L'amateur de curiosités sur pellicule n'aura pas à débourser grand-chose pour découvrir LES AVENTURES D'HERCULE. En effet, le métrage se trouve au verso du disque américain proposant le premier opus sobrement nommé HERCULE. Deux films sur une même galette donc, disponible de surcroît pour une poignée d'euros chez nos voisins d'outre atlantique.

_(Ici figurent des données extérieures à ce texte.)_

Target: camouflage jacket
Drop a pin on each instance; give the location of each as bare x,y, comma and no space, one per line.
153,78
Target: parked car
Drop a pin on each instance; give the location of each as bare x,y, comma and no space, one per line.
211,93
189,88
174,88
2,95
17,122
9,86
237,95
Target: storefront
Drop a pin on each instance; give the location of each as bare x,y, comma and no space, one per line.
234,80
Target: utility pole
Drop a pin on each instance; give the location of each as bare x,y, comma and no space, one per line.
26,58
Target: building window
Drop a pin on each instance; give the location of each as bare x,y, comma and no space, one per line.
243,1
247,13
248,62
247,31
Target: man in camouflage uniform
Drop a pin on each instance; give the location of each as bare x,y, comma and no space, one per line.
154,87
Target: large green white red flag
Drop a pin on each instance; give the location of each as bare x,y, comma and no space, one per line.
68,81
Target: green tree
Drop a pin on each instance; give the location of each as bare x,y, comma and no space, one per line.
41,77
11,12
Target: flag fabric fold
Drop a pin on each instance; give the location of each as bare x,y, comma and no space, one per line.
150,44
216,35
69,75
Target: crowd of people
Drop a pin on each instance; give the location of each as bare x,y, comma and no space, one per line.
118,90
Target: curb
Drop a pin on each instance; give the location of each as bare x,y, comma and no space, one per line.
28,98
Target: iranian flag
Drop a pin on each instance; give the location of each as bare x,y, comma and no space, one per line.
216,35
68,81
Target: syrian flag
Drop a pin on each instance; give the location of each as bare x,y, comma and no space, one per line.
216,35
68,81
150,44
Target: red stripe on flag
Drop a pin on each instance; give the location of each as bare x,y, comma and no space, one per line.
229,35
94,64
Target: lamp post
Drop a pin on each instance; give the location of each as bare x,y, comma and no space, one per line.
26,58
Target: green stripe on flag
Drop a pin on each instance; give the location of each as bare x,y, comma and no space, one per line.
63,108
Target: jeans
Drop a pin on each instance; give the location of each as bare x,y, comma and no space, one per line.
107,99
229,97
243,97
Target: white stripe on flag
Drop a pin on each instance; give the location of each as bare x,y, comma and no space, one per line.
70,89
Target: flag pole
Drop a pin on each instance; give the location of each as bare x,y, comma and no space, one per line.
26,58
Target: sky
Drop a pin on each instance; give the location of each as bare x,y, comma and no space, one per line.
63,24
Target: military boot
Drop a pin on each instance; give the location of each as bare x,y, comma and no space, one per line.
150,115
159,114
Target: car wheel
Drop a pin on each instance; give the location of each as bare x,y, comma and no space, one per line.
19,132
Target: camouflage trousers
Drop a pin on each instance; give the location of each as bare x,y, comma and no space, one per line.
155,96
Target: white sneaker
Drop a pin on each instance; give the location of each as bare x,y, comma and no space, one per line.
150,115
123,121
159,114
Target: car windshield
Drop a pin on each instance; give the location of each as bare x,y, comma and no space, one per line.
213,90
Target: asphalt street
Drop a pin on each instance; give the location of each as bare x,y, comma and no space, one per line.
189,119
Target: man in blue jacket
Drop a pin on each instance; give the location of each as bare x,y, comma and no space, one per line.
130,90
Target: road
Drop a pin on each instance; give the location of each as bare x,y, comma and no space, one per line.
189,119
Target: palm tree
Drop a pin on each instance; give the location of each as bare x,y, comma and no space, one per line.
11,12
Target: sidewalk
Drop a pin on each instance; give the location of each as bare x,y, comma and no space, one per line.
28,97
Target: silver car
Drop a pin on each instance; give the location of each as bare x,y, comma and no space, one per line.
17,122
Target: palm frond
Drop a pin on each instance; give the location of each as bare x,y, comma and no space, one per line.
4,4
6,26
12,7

Tout comme le premier film, déjà chroniqué sur le site, LES AVENTURES D'HERCULE dispose d'un transfert au format 1.85 encodé en 16/9ème. La restitution est d'honnête facture malgré un grain assez présent. Les couleurs sont belles et la compression numérique ne se fait sentir que lors du long générique, étrangement moins maitrisé que le reste du métrage. Nous noterons cependant un rendu très variable d'une scène à l'autre et des teintes passant régulièrement du terne au lumineux lors des changements de plan. Ceci n'est bien entendu pas imputable au disque en lui-même mais plutôt à l'historique chaotique du métrage. Les éclairages varient donc, les couleurs changent et l'ensemble s'assombrit par instant, nous faisant partager l'aspect «bricolé» de ce que Cozzi lui-même appelle un inextricable puzzle…

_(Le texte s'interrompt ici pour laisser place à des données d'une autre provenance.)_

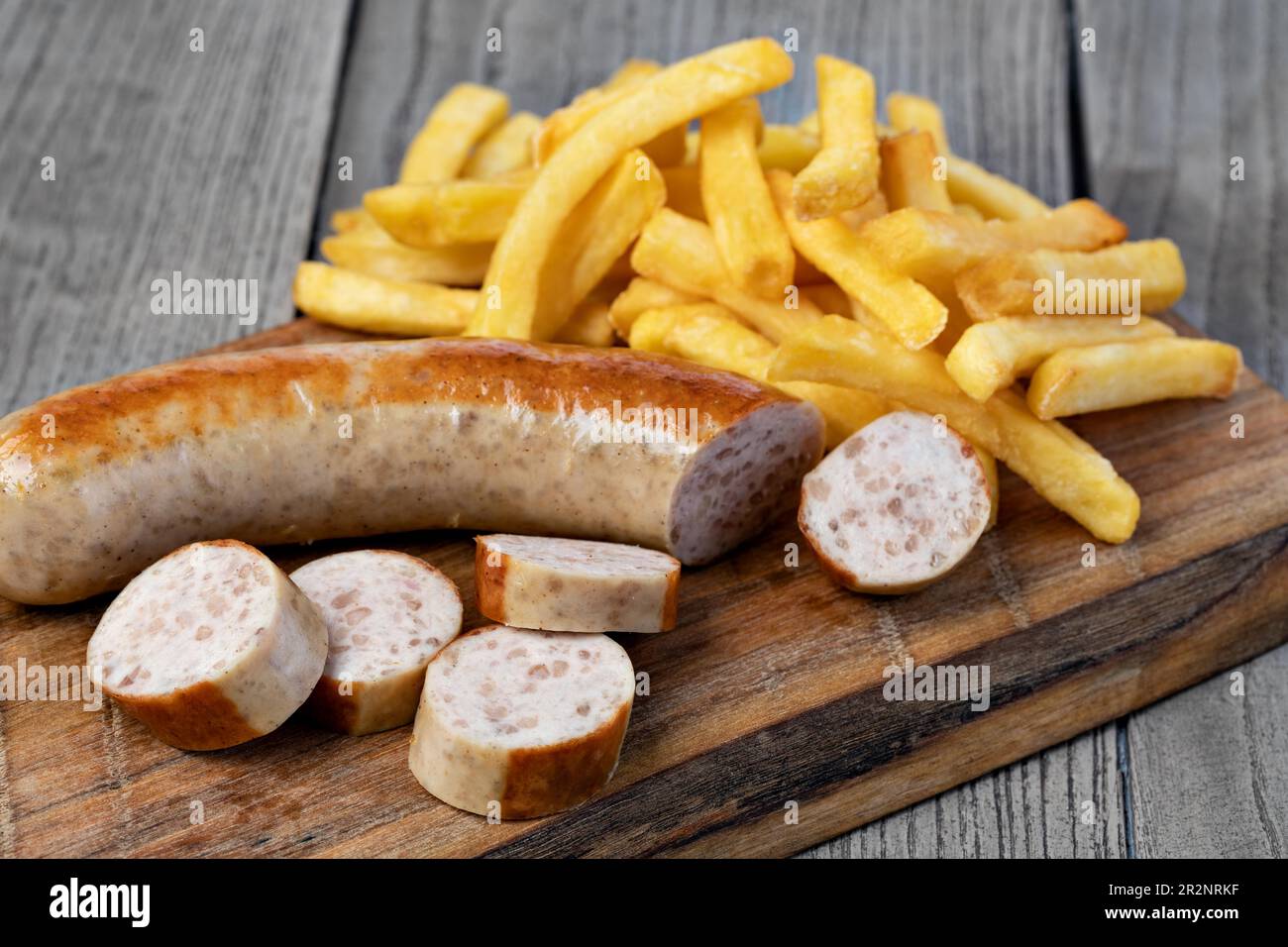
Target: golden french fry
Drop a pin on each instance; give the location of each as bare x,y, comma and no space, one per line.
588,325
595,235
992,355
666,150
990,193
682,253
372,304
711,335
910,112
352,219
911,312
684,191
1125,279
932,248
969,184
1063,468
443,145
373,252
786,147
1074,381
845,171
506,149
651,328
909,176
750,236
454,211
679,93
640,295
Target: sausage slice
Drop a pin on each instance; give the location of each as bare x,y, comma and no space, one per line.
516,723
386,615
897,505
575,585
210,646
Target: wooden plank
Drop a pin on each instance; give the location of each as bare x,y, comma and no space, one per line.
1005,99
1172,93
747,715
165,159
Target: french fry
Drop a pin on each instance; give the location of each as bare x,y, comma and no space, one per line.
454,211
682,253
684,191
990,193
708,334
911,312
992,355
934,248
1063,468
750,236
352,219
1074,381
1093,283
373,252
506,149
910,112
595,235
909,172
666,150
640,295
372,304
786,147
651,329
588,325
443,145
845,171
969,184
669,99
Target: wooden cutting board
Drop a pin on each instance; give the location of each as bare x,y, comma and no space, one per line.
765,729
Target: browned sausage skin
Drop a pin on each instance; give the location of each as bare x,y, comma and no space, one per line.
361,438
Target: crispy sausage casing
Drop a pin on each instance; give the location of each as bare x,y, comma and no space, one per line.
360,438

Comme c'est le cas pour HERCULE, ce second volet nous est proposé en version originale anglaise avec sous-titrage français, anglais ou espagnol. L'interprète principal est toujours doublé mais pour une fois, cela sert le travail du réalisateur qui peut ainsi faire parler la doublure de Lou Ferrigno lorsque l'acteur n'est plus à l'écran ! Un subterfuge de plus pour palier l'absence de la star musculeuse… La piste anglaise, encodée en stéréo, est par ailleurs très claire et ne souffre d'aucun défaut notable, s'il on excepte bien entendu le fait qu'elle ne délivre que d'imbéciles et ennuyeux dialogues...
Au chapitre des bonus, c'est encore une fois le grand vide et nous devrons donc nous contenter d'un chapitrage et d'une bande annonce en version originale non sous-titrée.